Welthandelstreffen wurde abgebrochen

Bei den Themen Zölle und Subventionen liegen die Positionen von EU, USA und Entwicklungsländern weit auseinander. Handelsminister reisten vorzeitig aus Genf ab. WTO-Chef spricht von Krise. Neuer Rettungsversuch soll Ende Juli starten

von NICOLA LIEBERT

Abbruch ohne Ergebnis: Rund 50 Minister beendeten am Samstag vorzeitig ihre Gespräche am Sitz der Welthandelsorganisation (WTO) in Genf. „Man muss gar nicht erst so tun, als sei dies kein Misserfolg gewesen“, sagte der indische Handelsminister Kamal Nath der Times of India. Es hätte „keinen Raum für Verhandlungen“ gegeben, weil die Grundpositionen schlicht nicht miteinander vereinbar gewesen seien.

Drei Tage lang hatten sich die Minister bemüht, die Verhandlungen über eine Liberalisierung des Welthandels zu retten, die schon seit 2001 laufen. Ein erneuter Versuch soll möglicherweise Ende Juli gestartet werden. Aber einige Delegierte äußerten Zweifel, ob sich die weitere Reise nach Genf überhaupt lohnen würde.

Die Minister der größeren Handelsnationen hatten hinter verschlossenen Türen versucht, wenigstens einen Teilerfolg zu erzielen. Sie schlugen eine Grundsatzeinigung vor; erst in einem zweiten Schritt würde dann der genaue Umfang von Zollsenkungen und Subventionsabbau bestimmt. Allerdings würde die Zeit knapp: In Einzelverhandlungen müssten für jedes Land hunderte Seiten lange, genaue Umsetzungspläne erstellt werden. Auch Übergangsfristen sowie Ausnahmen für bestimmte Agrarprodukte wären konkret festzulegen – beispielsweise für indonesischen Reis oder äthiopische Hirse, die für die Ernährung der armen Bevölkerung besonders wichtig sind.

All diese Details müssten jedoch bis Ende des Jahres geklärt sein, weil im kommenden Jahr der US-Präsident sein Verhandlungsmandat verliert, das ihm der Kongress befristet erteilt hat.

Am Freitag hatte WTO-Chef Pascal Lamy in undiplomatischer Offenheit den Ministern „offensichtliche Unfähigkeit zu echten Verhandlungen“ vorgeworfen.
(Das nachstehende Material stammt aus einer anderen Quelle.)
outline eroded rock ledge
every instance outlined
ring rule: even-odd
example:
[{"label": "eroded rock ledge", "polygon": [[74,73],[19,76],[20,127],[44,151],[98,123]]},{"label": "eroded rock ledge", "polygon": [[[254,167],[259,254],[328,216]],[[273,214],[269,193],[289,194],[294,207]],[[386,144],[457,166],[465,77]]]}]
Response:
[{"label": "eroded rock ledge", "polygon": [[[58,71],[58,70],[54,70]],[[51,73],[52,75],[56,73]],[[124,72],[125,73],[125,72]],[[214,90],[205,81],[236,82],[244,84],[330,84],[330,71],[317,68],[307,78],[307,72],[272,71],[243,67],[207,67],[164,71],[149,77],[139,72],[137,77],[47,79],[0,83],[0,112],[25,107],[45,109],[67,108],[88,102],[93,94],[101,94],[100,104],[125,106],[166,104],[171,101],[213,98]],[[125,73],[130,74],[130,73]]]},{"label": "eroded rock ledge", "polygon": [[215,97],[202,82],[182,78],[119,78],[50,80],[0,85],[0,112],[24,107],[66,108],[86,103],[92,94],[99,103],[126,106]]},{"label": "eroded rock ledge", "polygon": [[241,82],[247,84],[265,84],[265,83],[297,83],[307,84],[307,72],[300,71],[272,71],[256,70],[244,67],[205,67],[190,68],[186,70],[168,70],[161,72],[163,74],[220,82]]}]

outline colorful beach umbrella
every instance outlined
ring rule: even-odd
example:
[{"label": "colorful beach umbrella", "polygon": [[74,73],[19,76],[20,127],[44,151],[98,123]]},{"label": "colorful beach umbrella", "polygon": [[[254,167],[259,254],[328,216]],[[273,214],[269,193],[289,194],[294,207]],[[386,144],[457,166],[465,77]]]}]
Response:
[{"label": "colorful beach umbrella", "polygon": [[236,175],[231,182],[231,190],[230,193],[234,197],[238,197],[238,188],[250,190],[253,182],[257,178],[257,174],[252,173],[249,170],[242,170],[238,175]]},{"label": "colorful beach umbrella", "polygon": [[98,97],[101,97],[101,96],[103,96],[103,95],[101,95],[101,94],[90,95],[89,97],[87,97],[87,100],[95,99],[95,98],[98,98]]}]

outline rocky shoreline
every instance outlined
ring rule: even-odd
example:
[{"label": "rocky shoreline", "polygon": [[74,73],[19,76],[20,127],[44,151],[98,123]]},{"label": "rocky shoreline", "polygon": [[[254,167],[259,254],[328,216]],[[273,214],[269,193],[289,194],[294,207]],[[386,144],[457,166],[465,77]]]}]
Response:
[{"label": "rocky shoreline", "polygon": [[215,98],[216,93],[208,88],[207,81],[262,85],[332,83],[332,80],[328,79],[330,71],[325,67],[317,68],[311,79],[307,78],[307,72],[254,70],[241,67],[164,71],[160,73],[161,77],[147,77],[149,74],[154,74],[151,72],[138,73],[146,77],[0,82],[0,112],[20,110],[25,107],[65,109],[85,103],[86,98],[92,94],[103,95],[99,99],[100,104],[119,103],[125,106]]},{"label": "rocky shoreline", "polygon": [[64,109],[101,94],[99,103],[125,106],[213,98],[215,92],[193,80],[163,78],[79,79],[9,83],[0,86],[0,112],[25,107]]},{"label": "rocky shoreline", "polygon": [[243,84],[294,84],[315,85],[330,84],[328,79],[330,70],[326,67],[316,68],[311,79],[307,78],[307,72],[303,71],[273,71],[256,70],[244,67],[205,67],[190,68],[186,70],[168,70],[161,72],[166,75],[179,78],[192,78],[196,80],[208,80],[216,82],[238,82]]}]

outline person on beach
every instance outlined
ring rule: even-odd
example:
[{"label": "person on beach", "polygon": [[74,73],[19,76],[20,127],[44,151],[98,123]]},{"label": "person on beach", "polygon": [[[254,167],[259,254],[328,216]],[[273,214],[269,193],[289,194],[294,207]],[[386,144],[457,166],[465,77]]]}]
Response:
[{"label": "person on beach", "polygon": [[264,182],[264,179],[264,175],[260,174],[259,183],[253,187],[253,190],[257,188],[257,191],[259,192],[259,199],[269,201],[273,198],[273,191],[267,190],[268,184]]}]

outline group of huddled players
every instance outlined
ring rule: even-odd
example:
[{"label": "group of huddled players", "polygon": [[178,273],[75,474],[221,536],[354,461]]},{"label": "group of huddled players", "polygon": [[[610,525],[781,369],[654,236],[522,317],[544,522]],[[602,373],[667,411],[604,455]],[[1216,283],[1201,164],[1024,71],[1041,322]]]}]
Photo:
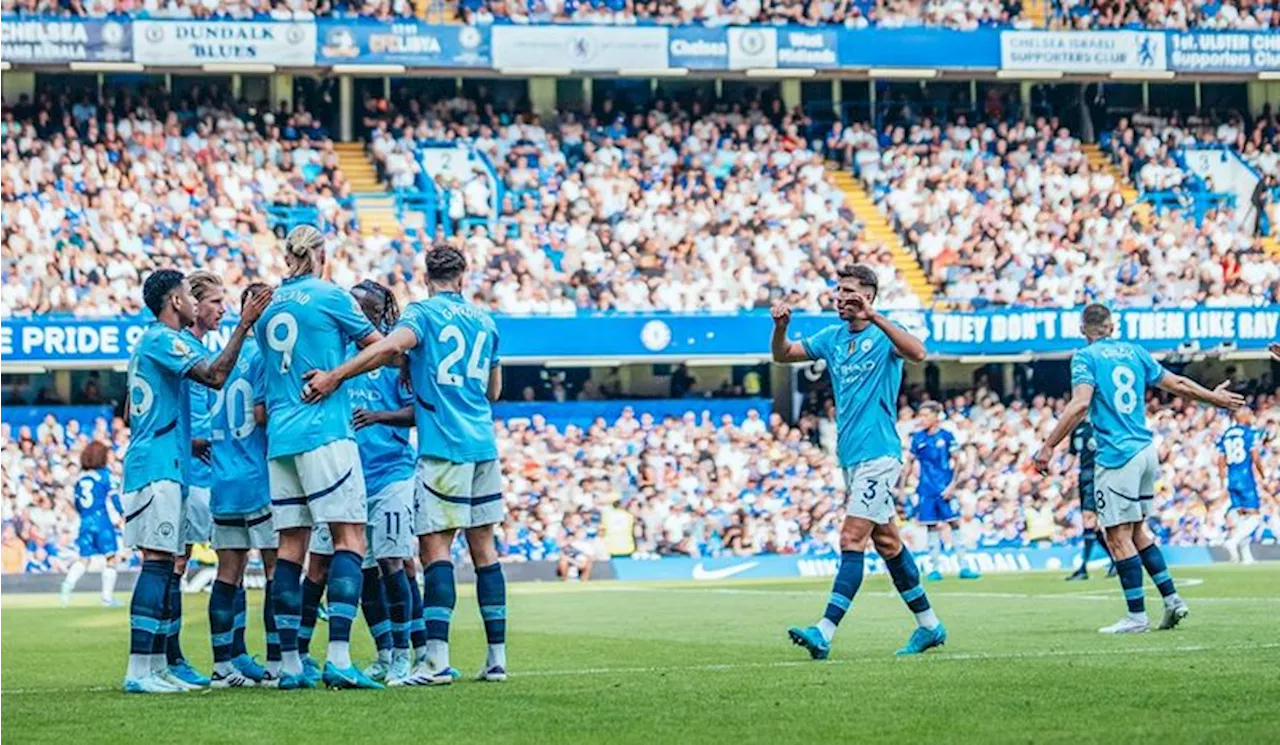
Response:
[{"label": "group of huddled players", "polygon": [[[207,272],[151,274],[155,322],[129,364],[126,543],[143,564],[130,604],[124,690],[444,685],[456,603],[450,547],[464,531],[488,640],[480,679],[506,679],[506,583],[493,526],[501,474],[490,402],[501,392],[498,334],[461,294],[465,258],[426,258],[431,295],[399,312],[373,281],[321,278],[323,235],[295,228],[289,276],[254,284],[217,355],[201,344],[225,298]],[[247,342],[247,343],[246,343]],[[345,384],[344,384],[345,383]],[[417,429],[416,453],[409,437]],[[415,538],[416,536],[416,538]],[[195,543],[218,555],[209,597],[212,675],[182,653],[180,582]],[[267,577],[267,663],[245,644],[245,568]],[[422,590],[419,591],[421,560]],[[323,669],[310,641],[327,592]],[[350,655],[357,607],[378,659]]]}]

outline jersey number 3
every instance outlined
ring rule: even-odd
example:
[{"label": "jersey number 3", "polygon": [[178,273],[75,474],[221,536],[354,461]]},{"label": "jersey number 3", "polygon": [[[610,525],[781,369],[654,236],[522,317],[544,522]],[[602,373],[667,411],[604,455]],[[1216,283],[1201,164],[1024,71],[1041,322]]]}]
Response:
[{"label": "jersey number 3", "polygon": [[[479,380],[482,384],[488,382],[486,376],[489,374],[489,365],[480,359],[480,355],[484,353],[484,344],[488,340],[488,331],[477,334],[475,344],[471,346],[471,356],[467,358],[467,377]],[[436,382],[440,385],[462,385],[462,376],[453,370],[454,365],[467,356],[467,340],[462,335],[462,329],[449,324],[440,329],[437,341],[441,344],[452,344],[453,351],[440,360],[440,365],[436,368]]]}]

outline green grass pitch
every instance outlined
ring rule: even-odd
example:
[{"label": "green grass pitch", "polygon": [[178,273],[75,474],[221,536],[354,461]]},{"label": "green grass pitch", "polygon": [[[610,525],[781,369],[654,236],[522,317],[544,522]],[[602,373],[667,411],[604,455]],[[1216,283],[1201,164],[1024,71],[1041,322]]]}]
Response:
[{"label": "green grass pitch", "polygon": [[[912,620],[868,578],[832,658],[786,638],[825,580],[512,585],[512,678],[387,691],[119,692],[124,610],[83,594],[6,595],[6,742],[68,743],[1254,743],[1280,737],[1280,566],[1175,568],[1184,626],[1096,629],[1123,613],[1114,580],[995,575],[928,585],[950,641],[896,659]],[[1160,601],[1148,587],[1148,607]],[[85,589],[90,589],[86,586]],[[184,647],[208,671],[207,596],[186,600]],[[261,653],[251,593],[250,649]],[[483,631],[469,588],[453,626],[473,674]],[[326,630],[317,630],[323,652]],[[369,657],[363,625],[353,654]]]}]

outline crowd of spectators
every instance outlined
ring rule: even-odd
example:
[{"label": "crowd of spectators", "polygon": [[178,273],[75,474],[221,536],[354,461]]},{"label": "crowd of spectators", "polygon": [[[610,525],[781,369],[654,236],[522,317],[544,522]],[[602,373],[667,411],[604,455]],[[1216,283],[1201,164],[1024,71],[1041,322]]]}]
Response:
[{"label": "crowd of spectators", "polygon": [[3,0],[17,15],[379,20],[450,14],[469,24],[796,24],[846,28],[1029,27],[1021,0]]},{"label": "crowd of spectators", "polygon": [[1270,0],[1055,0],[1053,25],[1064,29],[1266,31],[1280,29]]},{"label": "crowd of spectators", "polygon": [[[1047,477],[1029,461],[1062,401],[1035,396],[1002,401],[984,388],[942,401],[943,426],[959,443],[954,498],[959,535],[976,549],[1064,545],[1080,534],[1073,457],[1059,451]],[[557,560],[566,553],[603,558],[834,555],[842,482],[834,459],[829,402],[810,401],[794,424],[774,414],[714,419],[695,407],[655,420],[626,410],[612,422],[557,428],[540,416],[499,421],[507,520],[501,550],[508,561]],[[1258,540],[1280,539],[1280,400],[1255,396],[1264,432],[1264,516]],[[1151,525],[1164,543],[1220,543],[1232,524],[1217,470],[1223,414],[1183,402],[1148,402],[1160,451]],[[903,403],[904,441],[917,428]],[[92,430],[92,431],[88,431]],[[4,571],[56,571],[75,558],[77,518],[71,486],[79,451],[91,439],[112,444],[120,467],[124,423],[99,420],[81,429],[50,415],[40,425],[0,429],[3,446]],[[912,514],[914,477],[899,495]],[[922,536],[907,530],[909,540]]]},{"label": "crowd of spectators", "polygon": [[1029,28],[1020,0],[461,0],[468,23]]},{"label": "crowd of spectators", "polygon": [[[1270,163],[1269,112],[1253,130],[1231,121],[1218,141]],[[1255,142],[1264,133],[1268,140]],[[1131,139],[1126,130],[1112,141]],[[883,132],[853,125],[833,131],[828,147],[852,163],[949,304],[1230,306],[1280,298],[1280,264],[1255,222],[1238,214],[1242,205],[1173,209],[1155,219],[1145,205],[1126,202],[1114,171],[1091,164],[1056,119],[922,118]],[[1134,172],[1140,182],[1181,182],[1167,153],[1157,148],[1151,160],[1145,173]]]},{"label": "crowd of spectators", "polygon": [[732,311],[792,290],[817,309],[843,260],[878,268],[886,307],[920,305],[887,250],[862,236],[799,111],[660,101],[631,116],[543,120],[454,99],[368,122],[393,183],[418,177],[421,143],[476,153],[436,185],[463,225],[475,286],[504,312]]},{"label": "crowd of spectators", "polygon": [[[450,99],[365,122],[394,185],[419,178],[420,142],[477,153],[465,182],[442,174],[438,186],[470,286],[496,311],[732,311],[784,292],[819,309],[845,260],[877,267],[884,307],[920,305],[887,249],[861,234],[798,112],[660,103],[544,122]],[[327,230],[331,279],[382,278],[404,301],[424,292],[416,258],[428,239],[403,227],[361,235],[332,142],[305,109],[212,94],[168,106],[42,97],[7,109],[2,126],[0,314],[133,312],[140,278],[160,263],[211,269],[233,287],[277,280],[266,215],[295,206]]]},{"label": "crowd of spectators", "polygon": [[[273,207],[316,208],[352,231],[333,143],[302,107],[281,113],[217,90],[42,94],[0,121],[0,314],[105,316],[141,308],[157,266],[235,284],[279,276]],[[339,227],[341,226],[341,227]]]}]

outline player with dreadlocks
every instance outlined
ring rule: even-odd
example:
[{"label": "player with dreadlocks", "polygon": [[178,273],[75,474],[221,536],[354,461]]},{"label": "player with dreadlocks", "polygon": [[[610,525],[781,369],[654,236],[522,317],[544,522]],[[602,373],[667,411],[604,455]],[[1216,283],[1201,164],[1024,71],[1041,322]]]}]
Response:
[{"label": "player with dreadlocks", "polygon": [[[370,279],[351,289],[374,328],[389,333],[400,320],[400,305],[391,290]],[[373,634],[378,659],[365,668],[368,677],[400,683],[409,677],[410,620],[413,598],[409,572],[416,553],[413,531],[413,468],[409,444],[413,396],[395,368],[377,367],[352,378],[348,389],[354,408],[352,424],[360,462],[364,465],[369,521],[360,605]],[[421,602],[419,602],[421,605]]]}]

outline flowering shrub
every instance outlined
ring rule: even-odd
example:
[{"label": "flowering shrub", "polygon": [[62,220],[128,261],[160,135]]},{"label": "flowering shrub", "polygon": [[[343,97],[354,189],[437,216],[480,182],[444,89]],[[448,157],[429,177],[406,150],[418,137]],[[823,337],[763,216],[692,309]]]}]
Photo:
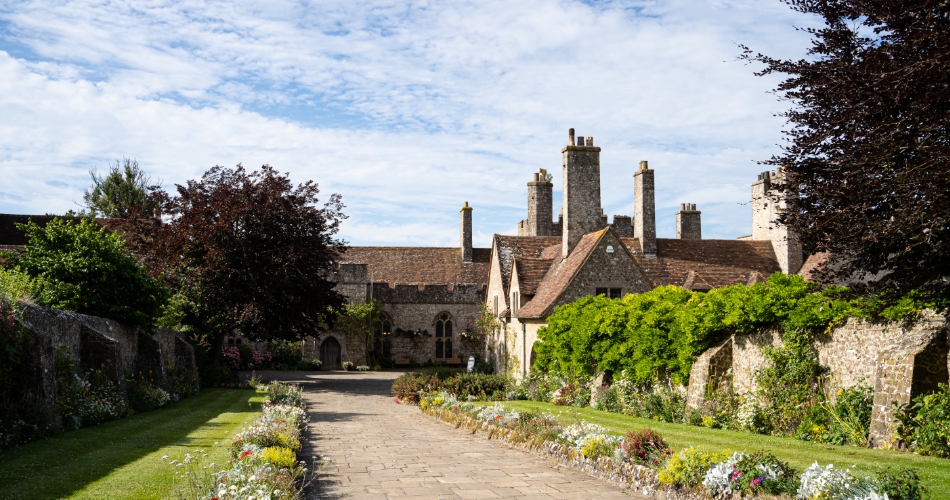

Am Samstag sprach er gar von einer „Krise“. Die USA rühren sich nicht, bevor nicht Europa seine Agrarsubventionen abbaut. Die EU fordert ihrerseits Zugeständnisse von den USA; außerdem müssten die Schwellenländer ihre Märkte für Industriegüter und Dienstleistungen aus dem Norden öffnen. Dazu sind die Entwicklungsländer, geführt von Indien und Brasilien, jedoch nur bereit, wenn die Industrieländer nicht allein ihre Zölle, sondern auch die Agrarsubventionen für ihre Bauern massiv senken.

Lamy beklagte wortreich, dass ein Scheitern der Handelsrunde insbesondere die Entwicklungsländer treffen würde. Ein WTO-Abkommen würde beispielsweise westafrikanische Baumwollbauern vor der erdrückenden Konkurrenz der hoch subventionierten US-Baumwolle schützen, ebenso würden westafrikanische Viehzüchter nicht mehr durch europäische Trockenmilchexporte bedroht. Susanne Luithlen von der Kampagne „Gerechtigkeit jetzt“ sieht das ganz anders: Die Verhandlungen seien „fehlkonzipiert“, bei einem Scheitern würden die Entwicklungsländer nicht verlieren. Alle heute reichen Länder hätten ihre Industrien zunächst durch hohe Zölle geschützt. „Wenn man das den Entwicklungsländern verwehrt, verwehrt man ihnen faktisch das Recht auf industrielle Entwicklung.“

Diese Haltung nehmen auch die Entwicklungsländer ein, die sich auf der Konferenz nicht spalten ließen. In einer gemeinsamen Stellungnahme konstatierten 110 Regierungen, dass die Agrar- und Exportbeihilfen im Norden „das Leben von Millionen von armen Bauern“ bedrohen. Sie forderten, dass sich die WTO-Verhandlungen endlich wieder „mit den Entwicklungserfordernissen und den Problemen der Entwicklungsländer befassen“. Jeglicher Versuch, dies zur Disposition zu stellen, „wäre nicht hinnehmbar“.